The ongoing COVID-19 pandemic has demonstrated the need for more adaptive and resilient forms of urban space. It has brought new interest in the potentials of temporary and tactical urbanism, and new parameters that shape it, including ‘social distancing’ requirements, unpredictable lockdowns and changes in regulations, a reduction in commuting and travel, and people working, socialising, exercising and shopping closer to home. Urban governments have sought to deploy and enable temporary and tactical urbanism to respond to sudden, unanticipated slowdowns in the economic and social life of cities, and to quickly create new spatial opportunities.

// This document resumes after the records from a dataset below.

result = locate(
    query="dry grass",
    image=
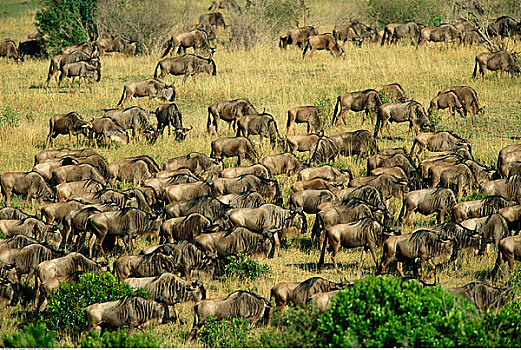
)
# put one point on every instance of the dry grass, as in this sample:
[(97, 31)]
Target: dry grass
[(272, 79)]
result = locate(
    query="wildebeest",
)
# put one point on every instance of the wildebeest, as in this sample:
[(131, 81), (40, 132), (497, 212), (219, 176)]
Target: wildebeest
[(66, 124), (152, 88), (186, 65), (400, 112), (117, 44), (169, 289), (426, 202), (501, 60), (322, 42), (239, 304), (52, 273), (237, 240), (240, 147), (368, 101), (297, 36), (298, 294), (196, 39), (367, 233), (30, 184), (128, 311), (8, 50), (228, 111)]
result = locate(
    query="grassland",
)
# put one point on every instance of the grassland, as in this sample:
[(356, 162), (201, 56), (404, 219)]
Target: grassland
[(272, 79)]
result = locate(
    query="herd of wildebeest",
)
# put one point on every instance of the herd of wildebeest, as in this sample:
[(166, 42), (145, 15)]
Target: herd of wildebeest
[(203, 212)]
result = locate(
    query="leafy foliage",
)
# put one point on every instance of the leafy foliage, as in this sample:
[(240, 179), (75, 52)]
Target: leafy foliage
[(242, 266), (118, 339), (66, 305)]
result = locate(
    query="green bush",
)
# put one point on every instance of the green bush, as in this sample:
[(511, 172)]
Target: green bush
[(118, 339), (242, 266), (66, 305), (227, 333), (67, 22), (31, 336)]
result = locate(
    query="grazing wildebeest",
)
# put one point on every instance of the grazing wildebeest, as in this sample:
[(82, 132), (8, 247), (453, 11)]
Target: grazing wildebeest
[(400, 112), (447, 100), (393, 91), (8, 50), (368, 101), (66, 124), (297, 294), (259, 124), (52, 273), (501, 60), (228, 111), (169, 289), (304, 114), (196, 39), (240, 147), (186, 65), (117, 44), (297, 36), (152, 88), (128, 311), (367, 233), (468, 97), (426, 202), (239, 304), (323, 42), (30, 184), (424, 244)]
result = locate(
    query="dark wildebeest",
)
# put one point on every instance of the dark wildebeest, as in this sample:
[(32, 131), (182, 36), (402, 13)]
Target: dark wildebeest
[(395, 31), (447, 100), (169, 289), (240, 147), (237, 240), (186, 65), (152, 88), (109, 130), (30, 184), (259, 124), (170, 115), (367, 233), (66, 124), (304, 114), (228, 111), (426, 202), (393, 91), (239, 304), (196, 39), (8, 50), (183, 256), (400, 112), (501, 60), (424, 244), (468, 97), (128, 311), (368, 101), (118, 44), (52, 273), (297, 294), (323, 42), (297, 36), (479, 208), (484, 297)]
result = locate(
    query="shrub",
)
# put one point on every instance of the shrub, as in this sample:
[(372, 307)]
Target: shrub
[(66, 305), (31, 336), (242, 266), (227, 333), (118, 339)]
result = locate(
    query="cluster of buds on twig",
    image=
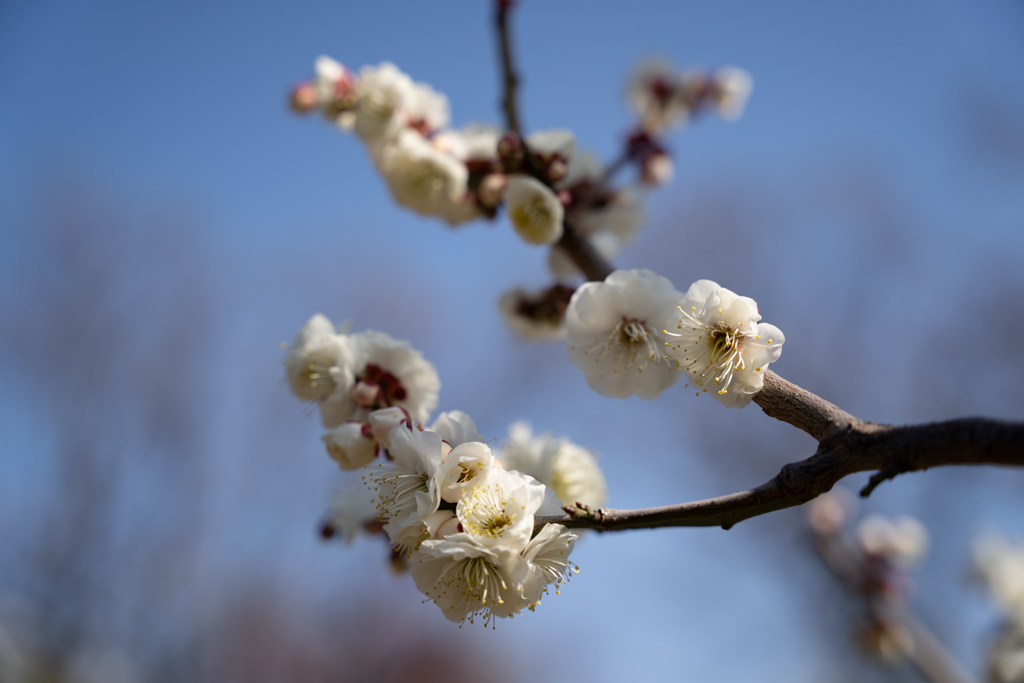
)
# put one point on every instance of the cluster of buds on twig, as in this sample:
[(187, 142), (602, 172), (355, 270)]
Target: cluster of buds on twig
[(662, 97), (541, 180), (456, 516), (873, 562)]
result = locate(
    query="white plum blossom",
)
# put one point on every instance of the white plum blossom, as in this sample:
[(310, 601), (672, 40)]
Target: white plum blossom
[(351, 510), (389, 100), (472, 142), (663, 98), (426, 179), (548, 558), (466, 579), (569, 470), (534, 210), (615, 333), (351, 445), (456, 428), (407, 487), (719, 343), (731, 88), (351, 375), (394, 372), (499, 509), (902, 541), (484, 562), (332, 80), (465, 467), (320, 361)]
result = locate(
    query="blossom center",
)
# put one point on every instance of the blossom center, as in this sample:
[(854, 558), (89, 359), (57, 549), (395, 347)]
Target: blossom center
[(488, 511), (477, 581), (388, 387), (630, 343), (708, 350), (531, 215)]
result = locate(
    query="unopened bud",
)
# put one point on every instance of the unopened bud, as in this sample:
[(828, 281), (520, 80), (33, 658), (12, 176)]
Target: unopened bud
[(367, 393), (303, 98), (557, 170), (829, 512), (656, 170), (492, 188)]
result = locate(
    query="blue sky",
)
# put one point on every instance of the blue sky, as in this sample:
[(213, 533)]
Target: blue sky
[(860, 112)]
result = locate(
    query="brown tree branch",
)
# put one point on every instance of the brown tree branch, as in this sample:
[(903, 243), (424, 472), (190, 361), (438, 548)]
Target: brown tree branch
[(511, 79), (846, 445), (579, 248)]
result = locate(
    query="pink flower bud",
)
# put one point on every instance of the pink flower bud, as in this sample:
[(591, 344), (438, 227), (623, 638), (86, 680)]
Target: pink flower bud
[(303, 97)]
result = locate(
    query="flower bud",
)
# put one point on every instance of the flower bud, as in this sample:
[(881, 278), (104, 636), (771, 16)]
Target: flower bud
[(557, 170), (491, 189), (656, 170), (828, 513), (348, 446), (303, 97), (535, 211)]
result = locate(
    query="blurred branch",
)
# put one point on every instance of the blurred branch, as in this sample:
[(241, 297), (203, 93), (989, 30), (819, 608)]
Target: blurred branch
[(511, 79), (846, 445)]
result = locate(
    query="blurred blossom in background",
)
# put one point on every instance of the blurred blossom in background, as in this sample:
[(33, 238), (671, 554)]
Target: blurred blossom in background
[(166, 223)]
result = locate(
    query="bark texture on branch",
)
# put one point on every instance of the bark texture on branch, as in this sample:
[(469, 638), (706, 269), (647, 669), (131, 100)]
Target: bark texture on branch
[(846, 445), (509, 76)]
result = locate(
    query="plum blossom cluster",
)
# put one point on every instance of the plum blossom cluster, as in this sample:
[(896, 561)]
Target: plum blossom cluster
[(875, 562), (457, 518), (459, 174), (634, 334), (662, 97), (569, 470), (347, 377)]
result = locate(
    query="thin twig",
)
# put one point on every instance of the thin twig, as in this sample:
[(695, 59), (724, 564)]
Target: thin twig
[(846, 445), (511, 79), (580, 249)]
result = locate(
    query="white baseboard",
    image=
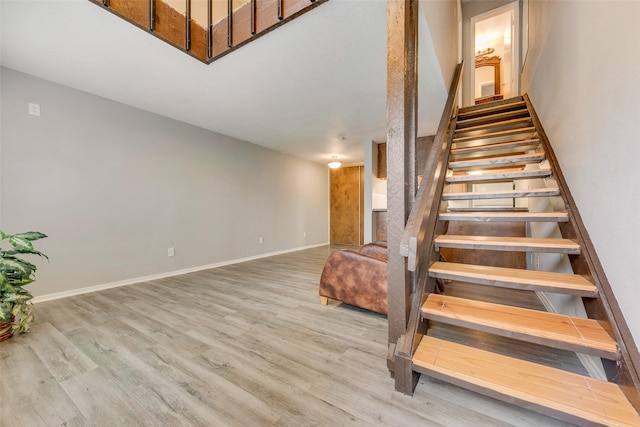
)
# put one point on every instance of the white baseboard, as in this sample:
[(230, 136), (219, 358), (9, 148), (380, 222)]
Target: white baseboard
[(65, 294)]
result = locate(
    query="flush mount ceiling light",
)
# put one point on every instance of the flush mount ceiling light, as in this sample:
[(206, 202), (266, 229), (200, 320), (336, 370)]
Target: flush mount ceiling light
[(334, 163)]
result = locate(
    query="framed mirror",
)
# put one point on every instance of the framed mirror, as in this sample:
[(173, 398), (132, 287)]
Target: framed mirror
[(487, 77)]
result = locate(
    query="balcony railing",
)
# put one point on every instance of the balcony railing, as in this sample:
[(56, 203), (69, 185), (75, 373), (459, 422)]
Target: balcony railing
[(208, 29)]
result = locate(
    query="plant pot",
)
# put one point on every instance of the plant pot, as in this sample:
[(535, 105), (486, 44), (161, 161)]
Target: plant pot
[(6, 329)]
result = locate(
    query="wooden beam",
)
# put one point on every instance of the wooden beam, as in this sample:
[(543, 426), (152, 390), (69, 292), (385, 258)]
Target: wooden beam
[(402, 36)]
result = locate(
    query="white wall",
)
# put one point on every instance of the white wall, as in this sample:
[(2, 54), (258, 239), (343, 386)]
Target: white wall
[(114, 187), (442, 20), (586, 93)]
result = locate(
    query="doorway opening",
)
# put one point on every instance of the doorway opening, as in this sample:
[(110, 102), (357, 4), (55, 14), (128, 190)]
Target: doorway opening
[(494, 35)]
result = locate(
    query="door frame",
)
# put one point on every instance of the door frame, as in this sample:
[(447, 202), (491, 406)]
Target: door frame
[(515, 45)]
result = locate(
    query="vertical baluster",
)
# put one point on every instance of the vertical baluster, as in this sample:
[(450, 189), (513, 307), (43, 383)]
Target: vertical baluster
[(187, 18), (229, 22), (253, 17), (152, 15), (209, 30)]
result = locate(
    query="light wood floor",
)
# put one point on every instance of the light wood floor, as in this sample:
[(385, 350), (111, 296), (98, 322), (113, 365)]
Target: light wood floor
[(242, 345)]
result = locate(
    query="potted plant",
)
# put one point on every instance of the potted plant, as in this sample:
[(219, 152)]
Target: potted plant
[(15, 273)]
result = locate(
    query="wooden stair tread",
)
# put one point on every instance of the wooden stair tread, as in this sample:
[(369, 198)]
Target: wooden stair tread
[(494, 124), (540, 327), (534, 386), (505, 216), (490, 109), (501, 243), (460, 124), (510, 132), (483, 175), (496, 146), (507, 194), (499, 160), (570, 284)]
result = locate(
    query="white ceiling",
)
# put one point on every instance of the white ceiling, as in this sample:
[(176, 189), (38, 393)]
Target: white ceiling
[(293, 90)]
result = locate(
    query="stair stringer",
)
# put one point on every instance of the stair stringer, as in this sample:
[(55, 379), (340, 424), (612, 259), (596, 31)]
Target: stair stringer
[(605, 309)]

Cities worldwide have recognised a specific opportunity to mitigate the decline in public life during the pandemic by repurposing street space for people. When the pandemic subsides, cities must decide what comes next. Are these tactical transformations a temporary change before a return to long-term masterplanning, strict regulation and car-dependent cities, or are they a harbinger of a more agile urban realm? Through the lens of these pandemic responses, the various threads of analysis introduced in this book are drawn together to speculate on the future of temporary and tactical urbanism. This discussion is organised around the five key matters of concern identified in Chapter 2: urban intensity, community engagement, innovation, resilience and place identity. The chapter critically examines the claimed public benefits and the fairness of a more agile ‘bottom-up’ urbanism and of more flexible, facilitative planning. It reflects on the core tension within temporary and tactical urbanism between democratic engagement and neoliberal capitalism.